There’s a place in Florida that’s being built with the money you may have paid for a pizza that was once delivered to your house. Not the tip, the money for the pizza.
This place in Florida is the state’s newest city, Ave Maria, which Tom Monaghan is building on 5,000 acres in a former tomato field on the edge of the Everglades northeast of Naples, a few miles from Immokalee. He hopes the city, which emphasizes family values, will eventually have 30,000 residents.
You may not recognize the name of this man who has been dubbed the ‘Pizza Pope’ by the British press. But he will recognize what made him famous: Domino’s Pizza. And, outside of Rome, it would be hard to find a more devout Catholic. Some would say ‘rabid’ or ‘fanatic’, but that’s getting ahead of the story.
Tom Monaghan’s story is a typical Horatio Alger story:
- The father died of ulcers at 29 when Tom was 4.
- His mother put him in a Michigan orphanage run by Polish Catholic nuns, where his devotion to Catholicism became an obsession.
- As a high school freshman, he decided to become a priest, but a year later he was expelled from the seminary for, among other things, pillow fighting.
- Back in public high school, he graduated 44th out of a class of 44. But his yearbook photo has this caption: ‘The more I try to be good, the worse I get; but I can still do something sensational.
- He dreamed of being an architect like his idol, Frank Lloyd Wright, but poor grades and lack of money ruled him out.
- So in 1956 he joined the Marine Corps, served three years, and hitchhiked from San Diego to Ypsilanti, MI, with only $15 in his pocket.
- Six times he enrolled in college, only to become no more than a freshman.
- In 1960, when he was 23, he and his brother borrowed $900 and bought their first pizzeria in Ypsilanti, near the University of Michigan in Ann Arbor, a hive of pizza lovers. At first, he could choose the kitchen at home: pizza, pizza or pizza. Extras were added later.
- And yes, in that first year, he delivered his own pizzas. In fact, he met his wife while she was delivering a pizza.
And as they say, the rest is history. As Domino’s grew, so did Monaghan’s riches, despite many obstacles. “I don’t think anyone in business has had a harder time than I have,” she recalls now. ‘My faith sustained me.’
And he played the role of a rich man. I ‘overindulged’ in buying mundane things, he says. He began by purchasing it in 1983 from the Detroit Tigers baseball team. The team won the World Series the following year, prompting the publication of his 1986 autobiography “Pizza Tiger.” He also bought Frank Lloyd Wright collections of cars and buildings.
It was then that he became very active in Catholic education, including pro-life causes that picketed his Ann Arbor stores, and he decided that the reason God put him on Earth was to get people to Heaven. . He sold the Tigers. And finally, in 1998, he sold Domino’s for a billion dollars.
Since then, his outspoken views have dogged his proselytizing efforts. He has become a lightning rod for all sorts of controversies, including pro-life causes and opposition to homosexuality.

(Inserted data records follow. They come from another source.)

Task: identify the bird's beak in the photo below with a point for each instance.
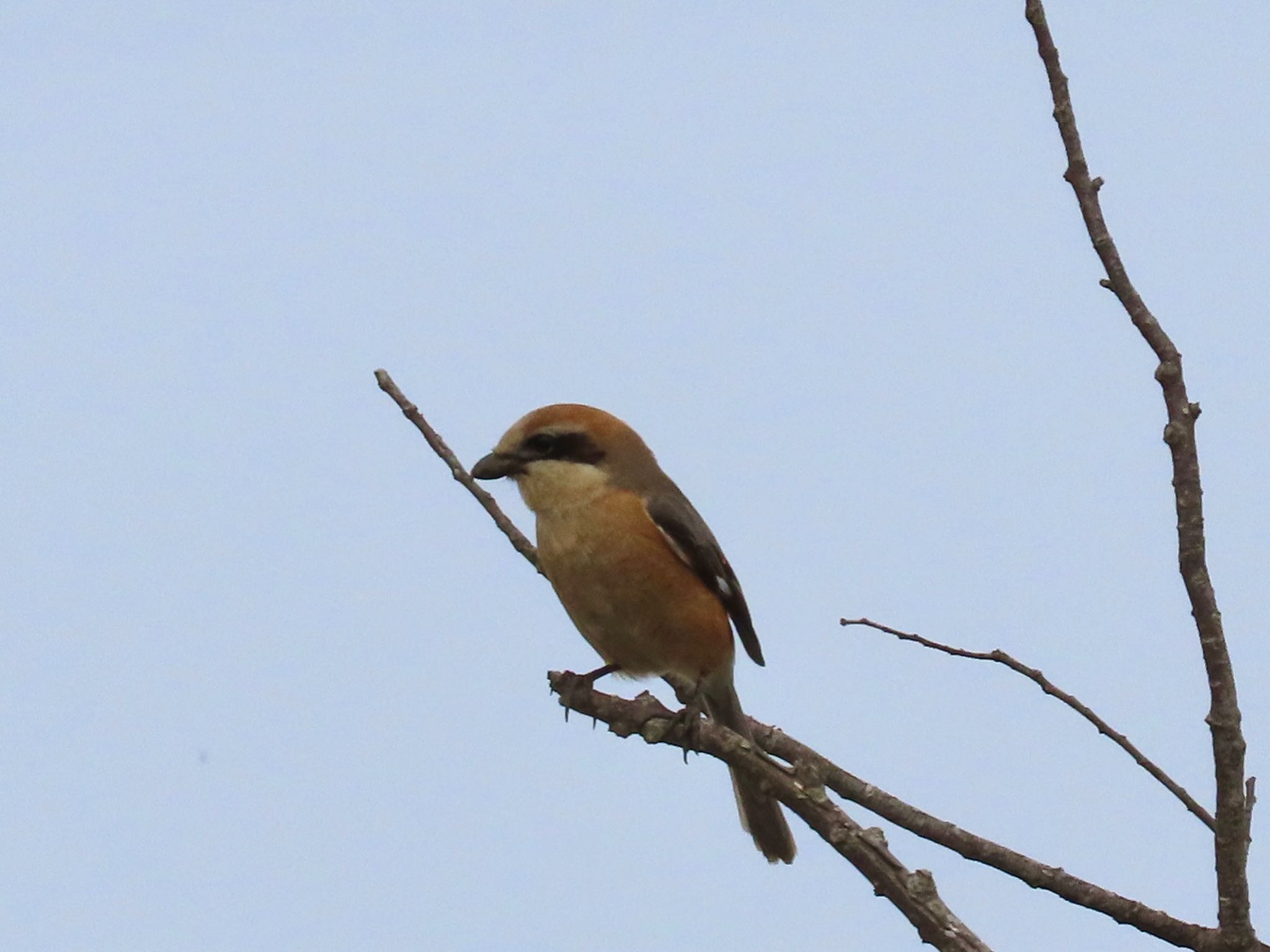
(498, 465)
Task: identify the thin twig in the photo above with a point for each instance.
(809, 763)
(803, 793)
(1054, 691)
(1232, 835)
(456, 469)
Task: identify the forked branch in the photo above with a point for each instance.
(1233, 830)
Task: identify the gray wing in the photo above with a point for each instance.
(693, 541)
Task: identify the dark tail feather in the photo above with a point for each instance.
(760, 814)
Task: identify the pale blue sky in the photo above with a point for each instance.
(272, 682)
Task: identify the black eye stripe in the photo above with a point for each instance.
(569, 446)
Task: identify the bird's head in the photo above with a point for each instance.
(564, 455)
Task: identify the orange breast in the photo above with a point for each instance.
(637, 603)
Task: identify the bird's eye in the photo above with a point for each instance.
(540, 442)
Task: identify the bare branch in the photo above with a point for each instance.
(802, 791)
(1052, 690)
(456, 469)
(1232, 837)
(808, 763)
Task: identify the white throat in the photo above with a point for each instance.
(554, 485)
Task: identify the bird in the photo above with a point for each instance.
(638, 570)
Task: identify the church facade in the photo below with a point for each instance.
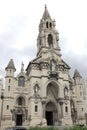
(44, 94)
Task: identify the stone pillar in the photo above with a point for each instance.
(44, 122)
(44, 105)
(61, 105)
(61, 118)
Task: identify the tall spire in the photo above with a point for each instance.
(10, 65)
(46, 14)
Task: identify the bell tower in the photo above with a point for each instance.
(48, 37)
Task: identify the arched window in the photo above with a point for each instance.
(21, 101)
(47, 24)
(50, 25)
(65, 91)
(50, 39)
(8, 88)
(21, 81)
(66, 109)
(36, 108)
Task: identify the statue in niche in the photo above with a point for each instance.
(52, 65)
(36, 89)
(22, 66)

Outwardly, he doesn’t seem to mind.
What’s more, his Ave Maria project has not escaped controversy. What sparked the controversy here were his early declarations that ‘there will be no pornographic television in Ave Maria Town’ and (to paraphrase) there will be no contraceptives or adult magazines in pharmacies either. He had to dodge those statements and finally admitted that such products will not be banned.
So what led him to establish not only a pro-life community near Naples, but also the first Catholic university built in the United States in 50 years, one that he hopes will one day rival Notre Dame?
In short, Ann Arbor politicians rejected his plans to build the university there. Rural Collier County, with a population that was more conservative and more willing to accept his views on the purpose of life (he hoped), seemed a more likely place, a place in Florida with which he was familiar.
The economic climate has delayed construction at Ave Maria, but progress remains impressive. There is already the new $240 million Ave Maria University, which opened in 2007, hoping to attract 5,000 students. Now he has 600.
Dominating the landscape is a $24 million, 60,000 square foot, 10-story steel and stone church with glass arches. It has the country’s largest crucifix in stained glass, one with a 60-foot-tall bleeding Jesus. And 1,100 seats, making it one of the largest Catholic churches in the United States.
By building the Hail Mary, Monaghan is obviously trying to use his millions to pave his and others’ paths to Heaven. “I want to go to heaven and take as many people as I can,” he says. ‘I don’t want to go to hell.’